Rules of origin of the South Asian Free Trade Area (SAFTA) can supersede the provisions of the new Indian customs rules in case any conflicts arise, experts say.
The Indian customs (administration of rules of origin under trade agreement) rules made in September last year have a number of provisions that contradict the SAFTA RoO.
Earlier, Bangladesh Tariff Commission (BTC) under the ministry of commerce had identified a number of inconsistencies between the SAFTA RoO and Indian new customs rules.
Officials said the Indian customs authority, in response to a letter of the commerce ministry, said it would stick to its position as it found the new rules not contradictory.
Mostafa Abid Khan, a member of Bangladesh Tariff Commission, said the government could start a consultation with the Indian customs authority to resolve the issue instead of retaliation.
He said the neighbouring country should address the contradictory provisions of the new rules to make it aligned with the SAFTA rules. "I would suggest our exporters follow the SAFTA rules instead of the new customs rules of India," he said.
Officials said the SAARC secretariat is ineffective to complain against the violation of the SAFTA rules by a member country.
The customs rules have the provisions that may raise mistrust between the government authorities of the two countries, they said.
It undermines the competent government authorities of the exporting countries by denying the preferential treatment using the judgment on the evidence provided by the issuing authority, the commission said in a letter to the commerce ministry.
The confidentiality of the product sources may also be hampered with the implementation of such rules, they said.

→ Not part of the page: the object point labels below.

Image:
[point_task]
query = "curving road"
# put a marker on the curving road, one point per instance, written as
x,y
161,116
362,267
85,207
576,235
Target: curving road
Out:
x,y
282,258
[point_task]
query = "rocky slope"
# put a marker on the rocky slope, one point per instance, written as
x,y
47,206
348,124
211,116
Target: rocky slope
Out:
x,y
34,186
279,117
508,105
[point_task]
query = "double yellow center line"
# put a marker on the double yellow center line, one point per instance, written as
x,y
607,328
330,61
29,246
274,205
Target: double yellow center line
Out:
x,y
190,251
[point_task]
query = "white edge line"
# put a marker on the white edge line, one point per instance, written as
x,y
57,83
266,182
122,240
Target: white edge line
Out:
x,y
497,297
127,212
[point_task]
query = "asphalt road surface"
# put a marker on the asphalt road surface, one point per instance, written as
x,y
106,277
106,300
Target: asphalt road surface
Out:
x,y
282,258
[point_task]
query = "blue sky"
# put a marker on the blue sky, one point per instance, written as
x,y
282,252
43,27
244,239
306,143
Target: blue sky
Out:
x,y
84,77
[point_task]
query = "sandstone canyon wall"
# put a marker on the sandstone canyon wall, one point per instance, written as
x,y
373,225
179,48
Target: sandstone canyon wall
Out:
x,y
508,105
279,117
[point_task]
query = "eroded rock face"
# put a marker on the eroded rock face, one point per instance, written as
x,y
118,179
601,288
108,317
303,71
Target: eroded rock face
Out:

The customs wing of the National Board of Revenue (NBR), in a recent letter to the commerce ministry, also said the Indian customs authority is forcing the importers to follow complex and difficult process to avail duty-free benefit under the different preferential trade agreements.
The wing said it seems to be a violation of the principles of international trade agreements. The customs international trade and agreement wing gave the opinion after reviewing the new rules.
For example, one rule has made it mandatory for including some information in the bill of entry, which may discourage the importers to avail the benefit of the preferential trade agreements.
Furthermore, the rules have empowered its principal commissioner or commissioner of customs to reject the preferential claim of the importers while SAFTA RoO said the certificate of Origin could not be rejected in case of small mistakes in the information contained in documents such as import certificates, invoice and packing list.
The customs wing of the NBR said the Indian counterpart seems conservative about allowing benefits offered in the preferential trade agreements.
The Indian customs rules have made it mandatory for some declarations that the importers are not supposed to know. Only exporters may know the information about the origin of the product.
The commission, in its observation, said neither the SAFTA RoO nor the Operational Certification Procedures (OCP) require the exporters or issuing authority to send this information to the importers.